The influx of state prison inmates to local jail facilities continues to be a challenge facing Santa Barbara County’s justice system, and the Board of Supervisors heard Tuesday from Sheriff’s Department officials about the impacts.
Assembly Bill 109 is the “public safety realignment bill” aimed at reducing overcrowding, costs and recidivism in state prisons. The bill produces cost savings for the state by allowing more convicted criminals to serve their sentences in county jails rather than be sent to state prisons.
Before that bill, a sentenced inmate could spend a maximum of one year in county jail, but sentence times are increasing exponentially as more serious offenders stay in local lockups.

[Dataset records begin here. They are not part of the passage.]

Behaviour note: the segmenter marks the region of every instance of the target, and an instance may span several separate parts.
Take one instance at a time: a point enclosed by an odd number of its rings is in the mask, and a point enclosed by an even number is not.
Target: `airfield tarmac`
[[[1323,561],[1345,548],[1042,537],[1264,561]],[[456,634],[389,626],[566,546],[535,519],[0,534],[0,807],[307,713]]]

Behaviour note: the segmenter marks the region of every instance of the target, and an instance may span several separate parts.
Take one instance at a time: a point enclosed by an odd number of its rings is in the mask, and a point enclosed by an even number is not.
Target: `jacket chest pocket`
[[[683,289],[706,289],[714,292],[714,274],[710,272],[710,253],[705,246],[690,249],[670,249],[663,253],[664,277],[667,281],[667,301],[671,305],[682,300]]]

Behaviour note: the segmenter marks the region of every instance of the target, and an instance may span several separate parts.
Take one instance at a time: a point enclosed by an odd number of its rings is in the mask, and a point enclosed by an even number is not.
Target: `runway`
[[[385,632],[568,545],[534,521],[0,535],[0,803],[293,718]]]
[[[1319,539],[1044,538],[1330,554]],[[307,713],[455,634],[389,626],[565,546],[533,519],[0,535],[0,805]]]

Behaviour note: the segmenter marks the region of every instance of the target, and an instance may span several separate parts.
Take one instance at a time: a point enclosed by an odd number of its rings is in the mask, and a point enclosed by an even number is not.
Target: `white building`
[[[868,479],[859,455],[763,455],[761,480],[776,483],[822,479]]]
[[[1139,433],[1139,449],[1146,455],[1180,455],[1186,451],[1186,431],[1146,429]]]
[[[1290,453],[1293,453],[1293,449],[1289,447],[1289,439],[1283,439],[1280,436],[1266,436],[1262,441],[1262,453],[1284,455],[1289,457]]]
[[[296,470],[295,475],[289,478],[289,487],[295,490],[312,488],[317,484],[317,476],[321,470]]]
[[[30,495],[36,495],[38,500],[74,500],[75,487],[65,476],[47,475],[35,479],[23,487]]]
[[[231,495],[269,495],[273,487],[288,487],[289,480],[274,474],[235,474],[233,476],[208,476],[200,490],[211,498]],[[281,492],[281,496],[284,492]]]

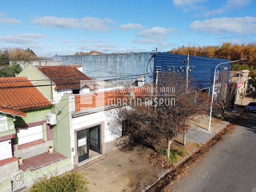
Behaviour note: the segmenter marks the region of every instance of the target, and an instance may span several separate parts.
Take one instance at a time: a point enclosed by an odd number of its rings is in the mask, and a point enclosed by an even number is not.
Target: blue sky
[[[2,0],[0,49],[38,55],[256,41],[253,0]]]

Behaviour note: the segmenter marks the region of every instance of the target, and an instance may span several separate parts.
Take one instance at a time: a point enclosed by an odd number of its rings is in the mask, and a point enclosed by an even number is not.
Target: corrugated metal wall
[[[183,61],[186,59],[186,55],[173,54],[170,53],[157,53],[155,57],[154,71],[156,69],[161,69],[162,71],[174,71],[177,73],[186,73]],[[207,89],[212,86],[214,74],[216,66],[222,62],[228,62],[230,60],[214,58],[189,56],[189,76],[197,82],[201,89]],[[228,67],[229,63],[222,64],[217,68],[227,69],[227,79],[229,76]],[[186,66],[186,64],[185,64]]]

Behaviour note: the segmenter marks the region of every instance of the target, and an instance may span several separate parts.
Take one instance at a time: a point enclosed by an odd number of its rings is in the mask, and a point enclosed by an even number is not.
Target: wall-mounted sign
[[[86,145],[86,139],[87,138],[86,137],[85,138],[78,140],[78,147]]]
[[[237,88],[240,88],[243,86],[243,83],[242,82],[240,82],[239,84],[237,84]]]
[[[165,69],[165,71],[170,72],[185,72],[186,71],[186,68],[187,67],[185,66],[161,66],[156,67],[156,71],[161,71]],[[194,69],[195,67],[194,66],[188,67],[188,72],[193,72]]]
[[[7,122],[7,115],[6,114],[0,114],[0,132],[8,130],[8,123]]]

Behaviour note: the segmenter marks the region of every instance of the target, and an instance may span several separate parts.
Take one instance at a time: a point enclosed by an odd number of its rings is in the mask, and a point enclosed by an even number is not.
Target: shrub
[[[29,190],[30,192],[89,191],[88,182],[79,173],[66,173],[60,176],[47,176],[38,179]]]

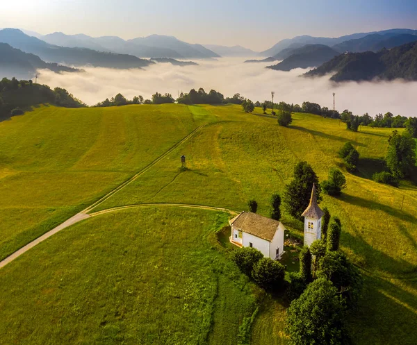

In March, one man was sentenced to serve 23 years in the Santa Barbara County Jail.
Realignment brings the most significant changes the criminal justice system has seen in more than 30 years, Probation Chief Beverly Taylor told the supervisors on Tuesday. Since October 2011, the county has seen 24 percent more state prisoners than expected.
It’s been a “considerable increase in workload” for all areas of law enforcement, including jail, probation, courts, the District Attorney’s Office and the public defender, she said.
An increase in what Taylor called “NX3s” will be serving time in local custody. Those are people who have committed non-violent, non-serious, and non-sex-related offenses, usually involving drug sales or property crimes. The Probation Department is pushing for these criminals to serve a split sentence, with some time in custody and the rest under supervision in the community, Taylor said.
Sheriff Bill Brown told the supervisors that his department is making “every effort to make AB109 as successful as possible.”
However, the county’s jail was inadequate before AB109 prisoners were introduced, and the department continues to release people early to create more space.
With AB109, “we end up getting people that cannot be released,” he said. “We’re running out of people who are good bets to push out early.”
Whether Santa Maria’s jail facility could be opened up to prisoners was brought up during the discussion. That building is currently used only as a booking station before they are transported to the South Coast jail, but the facility has 20 beds that could be used for long-term prisoners.
But Brown said the department doesn’t have enough custody deputies to open the facility.
Brown said he’s still actively seeking funding for the jail, another $20 million, and that legislation has been drafted that could refund the county with that money back from the state. Brown said he hopes to come back in June with an update.
What exactly the financial implications mean for the county are unclear, and Supervisor Salud Carbajal asked for more analysis from the county CEO’s office.